Paris 2024 : la Russie décide de ne pas envoyer de judoka aux Jeux olympiques

Le Comité international olympique (CIO) a annoncé, vendredi, autoriser deux athlètes biélorusses et six athlètes russes, dont quatre judokas, à participer aux Jeux olympiques. Mais la fédération russe de judo a immédiatement décidé de ne pas envoyer d'athlètes.
Article rédigé par franceinfo: sport avec AFP
France Télévisions - Rédaction Sport
Publié
Temps de lecture : 1 min
Le siège du Comité international olympique, à Lausanne (Suisse). (FABRICE COFFRINI / AFP)

Les Jeux olympiques 2024 se feront sans judoka russe, malgré les autorisations accordées par le CIO. Dans un communiqué de presse publié vendredi 28 juin, la fédération russe de judo a annoncé n'envoyer aucun athlète à Paris pour protester contre les quotas de judokas sélectionnés, autorisés par le Comité international olympique (CIO) sous bannière neutre.

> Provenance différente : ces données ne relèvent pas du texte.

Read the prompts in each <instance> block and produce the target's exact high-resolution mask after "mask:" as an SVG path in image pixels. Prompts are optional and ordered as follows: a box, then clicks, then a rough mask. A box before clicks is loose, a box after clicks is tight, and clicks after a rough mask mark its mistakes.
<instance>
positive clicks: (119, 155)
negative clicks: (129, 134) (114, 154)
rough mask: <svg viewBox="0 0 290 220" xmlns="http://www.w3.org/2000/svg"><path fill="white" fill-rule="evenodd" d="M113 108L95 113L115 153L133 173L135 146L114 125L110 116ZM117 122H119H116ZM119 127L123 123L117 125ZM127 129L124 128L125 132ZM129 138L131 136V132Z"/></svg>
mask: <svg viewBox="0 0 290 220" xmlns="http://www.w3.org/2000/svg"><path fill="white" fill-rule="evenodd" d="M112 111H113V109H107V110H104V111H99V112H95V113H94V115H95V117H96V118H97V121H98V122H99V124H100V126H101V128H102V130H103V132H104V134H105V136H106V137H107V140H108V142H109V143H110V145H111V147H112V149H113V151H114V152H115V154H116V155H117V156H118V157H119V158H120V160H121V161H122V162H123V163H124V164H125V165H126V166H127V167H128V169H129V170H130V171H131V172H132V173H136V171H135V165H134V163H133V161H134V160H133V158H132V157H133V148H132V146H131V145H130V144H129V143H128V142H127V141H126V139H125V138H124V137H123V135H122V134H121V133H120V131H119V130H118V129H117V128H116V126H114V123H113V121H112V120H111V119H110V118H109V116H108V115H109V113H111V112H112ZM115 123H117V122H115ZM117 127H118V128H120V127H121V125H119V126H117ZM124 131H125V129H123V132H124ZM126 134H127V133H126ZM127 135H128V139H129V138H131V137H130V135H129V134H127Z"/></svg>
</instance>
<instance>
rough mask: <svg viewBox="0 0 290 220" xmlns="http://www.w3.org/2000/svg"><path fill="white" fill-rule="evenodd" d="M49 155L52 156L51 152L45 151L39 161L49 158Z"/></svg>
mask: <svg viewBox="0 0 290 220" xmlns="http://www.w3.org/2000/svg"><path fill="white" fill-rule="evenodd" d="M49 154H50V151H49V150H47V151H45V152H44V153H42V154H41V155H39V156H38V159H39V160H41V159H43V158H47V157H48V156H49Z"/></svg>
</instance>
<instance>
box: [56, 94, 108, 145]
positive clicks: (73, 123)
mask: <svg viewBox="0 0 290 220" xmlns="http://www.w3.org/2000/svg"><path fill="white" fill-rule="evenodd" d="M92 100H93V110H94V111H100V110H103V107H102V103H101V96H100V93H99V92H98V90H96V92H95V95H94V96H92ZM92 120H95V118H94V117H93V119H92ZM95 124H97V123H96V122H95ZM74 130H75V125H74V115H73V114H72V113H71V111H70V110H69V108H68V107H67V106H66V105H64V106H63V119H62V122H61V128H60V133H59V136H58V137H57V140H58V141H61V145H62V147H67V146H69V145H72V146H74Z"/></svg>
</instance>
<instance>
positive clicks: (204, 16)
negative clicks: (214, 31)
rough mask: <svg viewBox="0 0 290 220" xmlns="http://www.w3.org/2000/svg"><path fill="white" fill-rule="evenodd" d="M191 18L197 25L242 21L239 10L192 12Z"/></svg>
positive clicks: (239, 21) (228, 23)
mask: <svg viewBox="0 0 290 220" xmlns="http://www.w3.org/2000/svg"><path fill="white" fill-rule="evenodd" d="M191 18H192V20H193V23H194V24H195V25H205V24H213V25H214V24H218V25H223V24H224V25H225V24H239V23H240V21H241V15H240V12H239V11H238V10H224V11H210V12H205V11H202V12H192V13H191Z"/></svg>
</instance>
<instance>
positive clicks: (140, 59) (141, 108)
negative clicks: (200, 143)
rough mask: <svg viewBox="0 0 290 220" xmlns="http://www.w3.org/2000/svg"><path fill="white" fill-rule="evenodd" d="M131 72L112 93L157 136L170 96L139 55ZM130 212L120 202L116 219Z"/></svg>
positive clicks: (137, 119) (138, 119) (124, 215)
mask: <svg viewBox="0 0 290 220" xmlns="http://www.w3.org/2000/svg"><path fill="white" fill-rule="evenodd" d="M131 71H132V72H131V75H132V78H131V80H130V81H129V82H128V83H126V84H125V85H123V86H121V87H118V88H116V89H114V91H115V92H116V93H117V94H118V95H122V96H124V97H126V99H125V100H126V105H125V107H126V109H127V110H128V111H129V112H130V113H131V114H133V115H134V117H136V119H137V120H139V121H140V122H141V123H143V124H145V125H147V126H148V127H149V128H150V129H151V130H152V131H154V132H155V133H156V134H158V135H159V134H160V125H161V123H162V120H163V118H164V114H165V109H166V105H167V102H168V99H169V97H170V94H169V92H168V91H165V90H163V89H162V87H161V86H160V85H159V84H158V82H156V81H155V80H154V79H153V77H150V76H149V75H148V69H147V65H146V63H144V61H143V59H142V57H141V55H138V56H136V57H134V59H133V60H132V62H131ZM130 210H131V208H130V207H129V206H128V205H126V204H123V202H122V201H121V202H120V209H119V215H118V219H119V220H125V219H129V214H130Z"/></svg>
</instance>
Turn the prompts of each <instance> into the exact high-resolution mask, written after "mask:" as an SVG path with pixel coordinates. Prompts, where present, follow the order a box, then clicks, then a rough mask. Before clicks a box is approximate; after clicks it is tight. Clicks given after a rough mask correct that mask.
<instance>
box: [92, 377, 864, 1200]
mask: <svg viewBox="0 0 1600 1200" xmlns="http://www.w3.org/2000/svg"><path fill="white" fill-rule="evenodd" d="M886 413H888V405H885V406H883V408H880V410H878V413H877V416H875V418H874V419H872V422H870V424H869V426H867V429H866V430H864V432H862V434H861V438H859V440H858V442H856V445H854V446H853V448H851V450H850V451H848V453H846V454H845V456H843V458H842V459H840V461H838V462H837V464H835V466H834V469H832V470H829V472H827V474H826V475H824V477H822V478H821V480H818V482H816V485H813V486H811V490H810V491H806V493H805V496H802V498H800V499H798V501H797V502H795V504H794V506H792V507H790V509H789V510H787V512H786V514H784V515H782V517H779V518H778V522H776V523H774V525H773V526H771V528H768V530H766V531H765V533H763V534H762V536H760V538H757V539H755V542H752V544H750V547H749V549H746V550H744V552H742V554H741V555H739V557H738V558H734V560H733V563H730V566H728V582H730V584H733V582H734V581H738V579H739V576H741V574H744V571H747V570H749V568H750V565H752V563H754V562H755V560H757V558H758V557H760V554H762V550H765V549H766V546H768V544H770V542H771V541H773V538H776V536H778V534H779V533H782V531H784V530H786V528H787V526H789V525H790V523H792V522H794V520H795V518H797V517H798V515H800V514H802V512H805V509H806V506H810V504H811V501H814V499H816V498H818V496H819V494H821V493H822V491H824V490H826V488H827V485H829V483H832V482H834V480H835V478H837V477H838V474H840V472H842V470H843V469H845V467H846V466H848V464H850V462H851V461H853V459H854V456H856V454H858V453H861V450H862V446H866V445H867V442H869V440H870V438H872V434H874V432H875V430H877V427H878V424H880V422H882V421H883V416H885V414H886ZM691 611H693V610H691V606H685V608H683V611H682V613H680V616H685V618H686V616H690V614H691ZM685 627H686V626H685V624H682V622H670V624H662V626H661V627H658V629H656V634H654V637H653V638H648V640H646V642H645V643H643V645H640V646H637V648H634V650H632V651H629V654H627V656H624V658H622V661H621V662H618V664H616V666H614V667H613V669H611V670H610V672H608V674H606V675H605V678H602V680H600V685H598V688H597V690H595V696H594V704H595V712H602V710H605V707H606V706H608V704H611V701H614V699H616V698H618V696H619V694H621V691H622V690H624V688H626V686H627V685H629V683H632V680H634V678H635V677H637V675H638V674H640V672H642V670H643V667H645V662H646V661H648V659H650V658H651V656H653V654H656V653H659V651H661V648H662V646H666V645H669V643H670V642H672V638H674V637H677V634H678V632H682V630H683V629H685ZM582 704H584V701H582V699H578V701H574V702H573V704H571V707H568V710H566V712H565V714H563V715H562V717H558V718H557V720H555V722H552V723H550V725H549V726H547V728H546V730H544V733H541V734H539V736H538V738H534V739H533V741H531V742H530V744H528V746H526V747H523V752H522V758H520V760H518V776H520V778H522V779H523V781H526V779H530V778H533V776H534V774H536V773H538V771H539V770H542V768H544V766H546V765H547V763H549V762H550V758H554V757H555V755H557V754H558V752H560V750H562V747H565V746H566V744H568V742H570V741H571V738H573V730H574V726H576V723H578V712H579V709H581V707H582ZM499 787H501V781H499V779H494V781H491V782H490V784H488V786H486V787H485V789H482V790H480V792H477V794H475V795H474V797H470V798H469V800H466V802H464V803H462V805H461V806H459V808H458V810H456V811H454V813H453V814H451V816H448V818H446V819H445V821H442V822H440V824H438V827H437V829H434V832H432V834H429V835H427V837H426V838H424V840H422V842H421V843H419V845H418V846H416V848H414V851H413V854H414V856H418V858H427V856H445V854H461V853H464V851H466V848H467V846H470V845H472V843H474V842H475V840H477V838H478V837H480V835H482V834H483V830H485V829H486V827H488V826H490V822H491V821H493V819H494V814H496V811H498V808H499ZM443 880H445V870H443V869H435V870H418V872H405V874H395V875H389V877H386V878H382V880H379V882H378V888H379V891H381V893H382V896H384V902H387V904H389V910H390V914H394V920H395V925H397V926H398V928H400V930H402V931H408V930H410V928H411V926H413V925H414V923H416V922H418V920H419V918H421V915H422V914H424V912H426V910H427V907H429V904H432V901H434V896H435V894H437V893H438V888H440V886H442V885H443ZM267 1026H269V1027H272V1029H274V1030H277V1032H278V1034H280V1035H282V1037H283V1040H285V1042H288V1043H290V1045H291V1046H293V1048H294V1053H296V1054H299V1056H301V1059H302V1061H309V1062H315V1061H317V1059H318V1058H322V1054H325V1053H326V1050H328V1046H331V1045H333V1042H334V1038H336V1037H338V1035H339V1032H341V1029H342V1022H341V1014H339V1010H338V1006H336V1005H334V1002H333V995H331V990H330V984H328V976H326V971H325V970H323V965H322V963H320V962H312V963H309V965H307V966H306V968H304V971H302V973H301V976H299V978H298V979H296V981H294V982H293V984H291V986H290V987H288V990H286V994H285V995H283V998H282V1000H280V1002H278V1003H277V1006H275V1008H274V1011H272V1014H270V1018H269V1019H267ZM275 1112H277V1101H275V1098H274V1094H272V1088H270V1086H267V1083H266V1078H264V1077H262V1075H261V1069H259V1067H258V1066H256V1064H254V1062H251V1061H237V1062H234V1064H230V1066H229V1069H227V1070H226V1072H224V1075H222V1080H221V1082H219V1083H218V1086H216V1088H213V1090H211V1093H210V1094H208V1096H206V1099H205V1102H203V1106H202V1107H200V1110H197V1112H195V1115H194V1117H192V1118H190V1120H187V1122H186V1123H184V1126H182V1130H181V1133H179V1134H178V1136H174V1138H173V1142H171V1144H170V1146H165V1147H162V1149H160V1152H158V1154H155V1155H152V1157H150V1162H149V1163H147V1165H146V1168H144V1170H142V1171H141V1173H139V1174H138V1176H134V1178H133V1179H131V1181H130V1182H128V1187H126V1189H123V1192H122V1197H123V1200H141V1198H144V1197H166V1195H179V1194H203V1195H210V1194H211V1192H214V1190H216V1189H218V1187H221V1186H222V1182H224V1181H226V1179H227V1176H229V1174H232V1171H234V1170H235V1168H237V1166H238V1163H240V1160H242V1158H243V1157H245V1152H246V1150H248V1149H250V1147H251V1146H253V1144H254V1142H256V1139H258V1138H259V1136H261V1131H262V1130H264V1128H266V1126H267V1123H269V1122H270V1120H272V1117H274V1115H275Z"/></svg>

Dans une nouvelle liste élargie d'athlètes réintégrés dans les compétitions olympiques diffusée vendredi, le CIO avait déclaré que quatre judokas russes seraient autorisés à concourir. Or ils sont 17 à avoir décroché leur qualification olympique. "Dans cette situation, le présidium de la Fédération russe de judo a pris une décision unanime : l'équipe nationale russe de judo n'acceptera pas de conditions humiliantes et ne participera pas aux Jeux de Paris avec la composition proposée par les responsables du Comité international olympique", a expliqué la Fédération russe de judo, dénonçant une décision "antisportive" et appelant à "réformer le CIO".

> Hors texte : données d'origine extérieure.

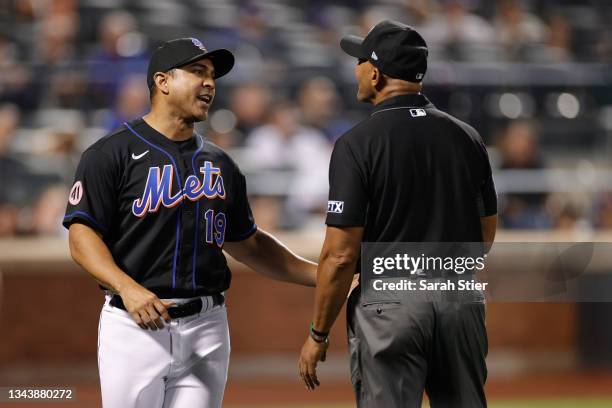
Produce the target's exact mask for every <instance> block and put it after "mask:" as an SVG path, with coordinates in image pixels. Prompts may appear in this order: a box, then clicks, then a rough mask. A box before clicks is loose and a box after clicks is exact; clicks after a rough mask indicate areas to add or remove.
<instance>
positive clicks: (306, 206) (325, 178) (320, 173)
mask: <svg viewBox="0 0 612 408" xmlns="http://www.w3.org/2000/svg"><path fill="white" fill-rule="evenodd" d="M298 115H299V113H298V111H297V109H296V108H295V106H293V105H291V104H289V103H287V102H281V103H278V104H276V105H275V106H274V107H273V108H272V109H271V114H270V118H269V121H268V123H267V124H265V125H264V126H261V127H259V128H257V129H255V130H254V131H253V133H252V134H251V135H250V136H249V138H248V140H247V148H248V152H249V154H250V155H251V156H252V157H256V158H257V162H258V167H259V170H285V171H289V172H290V173H291V174H292V176H291V180H290V182H289V183H287V185H288V189H287V191H286V192H287V197H288V198H287V202H286V207H285V210H286V212H287V216H288V217H289V218H290V219H293V220H295V222H296V223H298V224H299V223H301V222H302V219H303V217H304V216H305V215H307V214H308V213H310V212H321V211H323V209H324V207H325V202H326V200H327V193H328V181H327V170H328V165H329V159H330V156H331V146H330V144H329V142H328V141H327V139H326V137H325V135H324V134H323V133H321V132H319V131H318V130H316V129H314V128H311V127H306V126H303V125H301V124H300V123H299V122H298V118H299V116H298ZM266 187H267V186H266V184H265V183H263V184H262V189H265V188H266ZM262 193H263V194H264V195H265V194H266V192H265V191H263V192H262Z"/></svg>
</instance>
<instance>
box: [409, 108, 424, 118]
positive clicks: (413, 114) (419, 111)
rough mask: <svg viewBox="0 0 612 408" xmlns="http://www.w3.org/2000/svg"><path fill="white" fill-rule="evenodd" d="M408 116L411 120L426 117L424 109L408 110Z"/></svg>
mask: <svg viewBox="0 0 612 408" xmlns="http://www.w3.org/2000/svg"><path fill="white" fill-rule="evenodd" d="M410 115H412V117H413V118H420V117H421V116H427V112H426V111H425V109H410Z"/></svg>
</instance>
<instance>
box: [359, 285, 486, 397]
mask: <svg viewBox="0 0 612 408" xmlns="http://www.w3.org/2000/svg"><path fill="white" fill-rule="evenodd" d="M460 297H461V296H460ZM465 297H466V296H463V299H454V300H453V301H449V300H436V301H425V300H424V299H423V298H420V299H414V300H410V299H409V298H403V299H402V300H401V301H381V302H364V301H363V300H362V297H361V294H360V290H359V288H357V289H355V290H354V291H353V293H352V294H351V296H350V298H349V301H348V305H347V328H348V340H349V352H350V363H351V382H352V383H353V388H354V391H355V395H356V399H357V406H358V407H359V408H400V407H401V408H413V407H414V408H421V404H422V400H423V391H425V390H426V391H427V395H428V397H429V401H430V405H431V407H432V408H440V407H443V408H446V407H448V408H463V407H465V408H468V407H469V408H479V407H486V406H487V402H486V398H485V394H484V383H485V380H486V377H487V367H486V363H485V358H486V355H487V350H488V346H487V332H486V328H485V305H484V297H483V296H482V294H481V293H479V292H473V293H468V294H467V297H468V298H469V299H468V300H466V298H465ZM416 298H418V296H417V297H416Z"/></svg>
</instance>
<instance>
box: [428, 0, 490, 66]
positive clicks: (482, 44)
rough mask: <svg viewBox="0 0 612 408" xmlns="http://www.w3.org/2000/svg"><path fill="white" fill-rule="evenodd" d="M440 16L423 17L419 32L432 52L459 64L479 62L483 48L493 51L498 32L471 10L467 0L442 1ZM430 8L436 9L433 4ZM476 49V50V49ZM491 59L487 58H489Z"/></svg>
mask: <svg viewBox="0 0 612 408" xmlns="http://www.w3.org/2000/svg"><path fill="white" fill-rule="evenodd" d="M440 3H441V4H440V5H439V6H438V12H437V13H422V14H421V16H422V18H423V19H427V20H424V21H423V22H422V23H421V25H419V26H418V27H417V30H418V31H419V32H420V33H421V35H422V36H423V37H424V38H425V41H427V43H428V45H429V48H430V50H431V51H433V52H436V51H438V52H439V51H442V50H443V52H444V53H445V54H446V55H447V56H448V57H450V58H453V59H457V60H471V59H477V57H476V53H477V52H478V50H480V49H481V48H482V47H486V46H488V47H493V50H495V49H496V47H495V46H494V44H493V42H494V39H495V32H494V31H493V28H492V27H491V25H490V24H489V23H488V22H487V21H486V20H485V19H484V18H482V17H480V16H478V15H477V14H474V13H471V12H470V11H469V10H468V5H469V3H470V2H468V1H466V0H442V1H441V2H440ZM429 6H430V7H435V5H432V3H430V5H429ZM474 48H475V49H474ZM487 55H488V54H487Z"/></svg>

50 athlètes actuellement autorisés

Depuis vendredi, deux Russes et deux Biélorusses ont également été autorisés à participer à l'épreuve olympique de canoë. Au total, 50 athlètes issus de ces deux pays ont donc la possibilité de concourir aux JO de Paris. Pour l'heure, ils sont seulement 20 à avoir confirmé leur présence et huit à avoir officiellement décliné, selon la liste actualisée du CIO

Pour rappel, le CIO, qui avait d'abord banni les athlètes russes et biélorusses après l'invasion par l'armée de Vladimir Poutine de l'Ukraine en février 2022, organise leur retour progressif, sous bannière neutre et sous certaines conditions. Pour être invités, les "athlètes individuels neutres" ont dû à la fois franchir l'obstacle des qualifications et un double contrôle, par les fédérations internationales puis le CIO, de leur absence de soutien actif à la guerre en Ukraine et de lien avec l'armée de leur pays.

La figure de proue du judo russe, Inal Tasoev, n'a ainsi pas été retenu. En 2023, le poids lourds avait été battu par Teddy Riner en finale des Mondiaux, avant de finalement être sacré co-champion du monde après un imbroglio arbitral.